Kunstausstellung in Frankfurt/Main: Melancholia im Zuckerbahnenland
Das Frankfurter Museum für Moderne Kunst zeigt Werke der indonesisch-niederländischen Fiona Tan. Eine Reise in die Verunsicherung.
Das ist natürlich gleich ein Wahnsinnsbild, mit dem Fiona Tans „Geografie der Zeit“ eröffnet: Im großen, museumslichtdurchfluteten Ausstellungssaal steht eine zuckersüße, quietschbunte Modellbahnlandschaft. Vor himmelblauem Sperrholzhimmel ohne Wolken, aber mit zartem Schornsteinruß offenbart sich ein dreidimensionales Wimmelbild. Das wirft kindliche Emotionen und Erinnerungen an, selbst für jene, die früher keinen Hobbykeller hatten: einmal Gott sein, von oben auf die Dinge blicken, die da im Moment eingefroren für alle Ewigkeit zu sehen sind.
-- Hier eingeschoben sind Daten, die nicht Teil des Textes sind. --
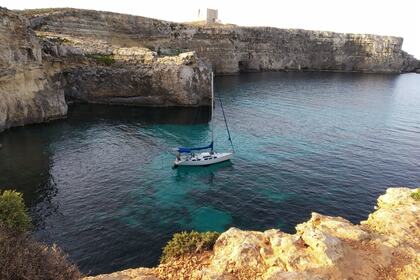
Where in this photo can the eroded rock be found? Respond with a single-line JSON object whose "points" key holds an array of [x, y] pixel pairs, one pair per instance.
{"points": [[383, 247]]}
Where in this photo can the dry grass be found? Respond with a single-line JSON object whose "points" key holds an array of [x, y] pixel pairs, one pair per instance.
{"points": [[23, 258]]}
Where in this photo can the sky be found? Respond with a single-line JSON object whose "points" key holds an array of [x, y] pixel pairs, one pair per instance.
{"points": [[383, 17]]}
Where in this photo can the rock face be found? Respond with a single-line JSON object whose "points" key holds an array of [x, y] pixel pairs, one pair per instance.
{"points": [[41, 74], [385, 246], [29, 93], [232, 49], [51, 57]]}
Bei „1 to 87“ muss man schon einen näheren Blick wagen, sich herüberbeugen, Augen zusammenkneifen oder zumindest in die Hocke gehen. Assoziationen an „Synecdoche, New York“ werden wach, den großartigen Film-über-Kunst-Film von Charlie Kaufman, in dem die Ausstellungsbesucher Miniaturbilder mit Lupenbrillen betrachten und alles später in die genau entgegengesetzte Richtung läuft, nämlich überlebensgroß wird.
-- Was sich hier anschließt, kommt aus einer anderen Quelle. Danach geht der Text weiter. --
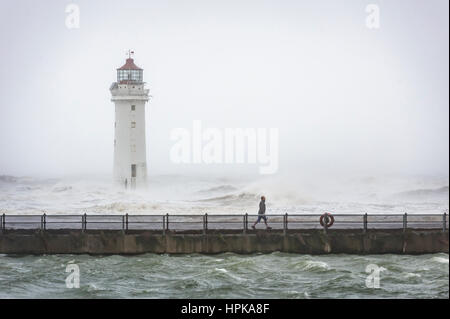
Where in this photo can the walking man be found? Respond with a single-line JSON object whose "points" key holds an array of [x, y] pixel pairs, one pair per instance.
{"points": [[262, 213]]}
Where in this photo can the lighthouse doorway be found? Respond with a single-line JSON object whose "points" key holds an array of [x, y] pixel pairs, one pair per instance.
{"points": [[133, 176]]}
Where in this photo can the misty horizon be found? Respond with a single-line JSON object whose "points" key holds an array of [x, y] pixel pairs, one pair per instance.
{"points": [[347, 100]]}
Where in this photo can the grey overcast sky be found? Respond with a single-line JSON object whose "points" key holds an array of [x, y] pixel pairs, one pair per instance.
{"points": [[344, 97]]}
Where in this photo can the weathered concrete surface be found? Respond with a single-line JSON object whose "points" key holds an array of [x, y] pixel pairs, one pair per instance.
{"points": [[303, 242]]}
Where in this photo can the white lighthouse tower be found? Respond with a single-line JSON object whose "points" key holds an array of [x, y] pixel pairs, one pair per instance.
{"points": [[129, 96]]}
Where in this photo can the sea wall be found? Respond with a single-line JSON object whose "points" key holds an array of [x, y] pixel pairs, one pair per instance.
{"points": [[261, 241]]}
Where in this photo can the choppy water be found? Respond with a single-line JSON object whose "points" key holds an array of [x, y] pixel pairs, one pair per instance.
{"points": [[276, 275]]}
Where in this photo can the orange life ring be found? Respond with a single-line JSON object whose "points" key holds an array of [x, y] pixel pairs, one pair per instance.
{"points": [[331, 220]]}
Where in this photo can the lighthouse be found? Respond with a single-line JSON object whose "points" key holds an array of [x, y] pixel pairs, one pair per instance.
{"points": [[129, 96]]}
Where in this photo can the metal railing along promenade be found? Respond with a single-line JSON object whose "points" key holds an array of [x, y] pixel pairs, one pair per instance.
{"points": [[207, 222]]}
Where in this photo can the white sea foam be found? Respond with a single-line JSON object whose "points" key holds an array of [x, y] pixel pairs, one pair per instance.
{"points": [[191, 195], [440, 260]]}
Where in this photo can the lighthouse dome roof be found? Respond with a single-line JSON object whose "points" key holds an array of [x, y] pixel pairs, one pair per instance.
{"points": [[129, 65]]}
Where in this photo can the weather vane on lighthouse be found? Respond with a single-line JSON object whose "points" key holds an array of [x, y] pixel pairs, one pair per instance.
{"points": [[129, 96], [130, 53]]}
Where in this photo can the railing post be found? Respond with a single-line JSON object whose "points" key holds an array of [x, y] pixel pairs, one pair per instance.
{"points": [[164, 224], [365, 222], [405, 222], [204, 224], [444, 220]]}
Was also sieht man hier? Eine hübsche Altstadt, ein paar Kleingärtner im Gemüsebeet, einen Zugunfall, einen Windpark, Müllkippen, ein Occupy-Zeltlager. Oben im Autokino werden Aufnahmen von Segelbooten und Wasserfällen gezeigt, die sich erst bei längerer Betrachtung als Aufzeichnungen von Katastrophen herausstellen. Das alte Dilemma der Erkenntnis: Je mehr man sieht, je mehr man zu wissen glaubt, umso stärker wächst die Verunsicherung.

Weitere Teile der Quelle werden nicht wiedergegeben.